John Lennon's Scathing Letter to Paul McCartney From 1971 Is Up for Auction

The Beatles
Mark and Colleen Hayward/Getty Image

The heated three-page diatribe is up for sale and current bids are for over $30,000.

Bad memories can sometimes make for good memorabilia. A scathing and strongly worded letter penned by John Lennon to former Beatles bandmate Paul McCartney is up for auction, and bidding is in the five-figure range.

The three-page letter -- which was typewritten and also includes hand-written notes scrawled in the margins -- was drafted in 1971 by an incensed Lennon in response to an interview McCartney did with the magazine Melody Maker.

The current bid for the auction lot, which has seven bidders as of Sunday evening, is currently at $33,000, with 11 days left before it concludes.

In the interview with Melody Maker, McCartney shared his thoughts on Lennon, Yoko Ono, and The Beatles' world-shaking split.

Lennon's sprawling and self-annotated missive is addressed to McCartney, and to Melody Maker as well, asking that they give him equal space in their publication.

The letter came just a few days after the interview was published, and it from the remarks in the letter, it appears that the minutiae regarding the details of the band's dissolution had not truly been resolved or addressed.

The letter goes into specifics regarding the payout of royalties, while also airing personal grievances that Lennon had with McCartney -- including McCartney's dismissive interpretation of Lennon's hit song "Imagine," which McCartney apparently said wasn't intended to be political.

"It’s 'Working Class [Hero]’ with sugar on it for conservatives like yourself," Lennon wrote. "You obviously didn’t dig the words.
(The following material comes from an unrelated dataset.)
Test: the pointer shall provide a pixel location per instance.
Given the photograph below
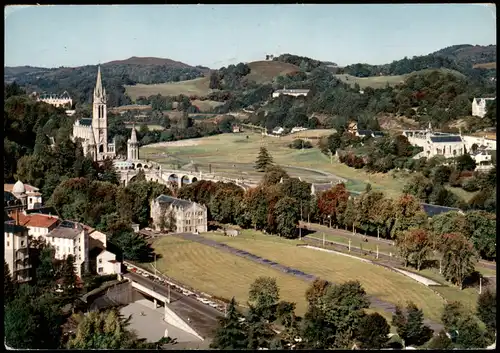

Imagine! 

He also called out McCartney's apparent slights toward Ono, writing as a post script, "The bit that really puzzled us was asking to meet WITHOUT LINDA AND YOKO. I know you're camp! But let's not go too far! I thought you'd have understood BY NOW, that I'm JOHNANDYOKO."

While the letter is acrimonious throughout, Lennon takes a reconciliatory tone toward the end of the letter, writing, "No hard feelings to you either. I know we basically want the same, and as I said on the phone and in this letter, whenever you want to meet me, all you have to do is call."

Last October, McCartney spoke out about the long-debated reason for the breakup of The Beatles in a BBC interview special. The music icon reflected on his past, and addressed the long-standing belief that it was his decision to quit the Beatles and thus effectively end the band back in 1970.

"Stop right there. I am not the person who instigated the split. Oh no, no, no," McCartney stated. "John [Lennon] walked into the room one day and said, 'I am leaving the Beatles.' And he said, 'It's quite thrilling. It's rather like a divorce.'"

According to McCartney, he and fellow bandmates Ringo Starr and George Harrison were "were left to pick up the pieces."

"But I didn't instigate the split. It was out Johnny who came in one day and said, 'I'm leaving,'" McCartney reiterated.

While McCartney took a lot of the heat for the split, as he was the first member of the band to officially announce publicly that he would be taking his leave. However, he claims that decision was only made after Lennon privately told the band he no longer wanted to be a part of it.

"The point of it really was that John was making a new life with Yoko [Ono], and he wanted to go in a bag and lie in bed for a week in Amsterdam, for peace," McCartney said, referring to Lennon and Ono's week-long so-called "bed-ins," which were intended to be nonviolent anti-war protests. "And you couldn't argue with that."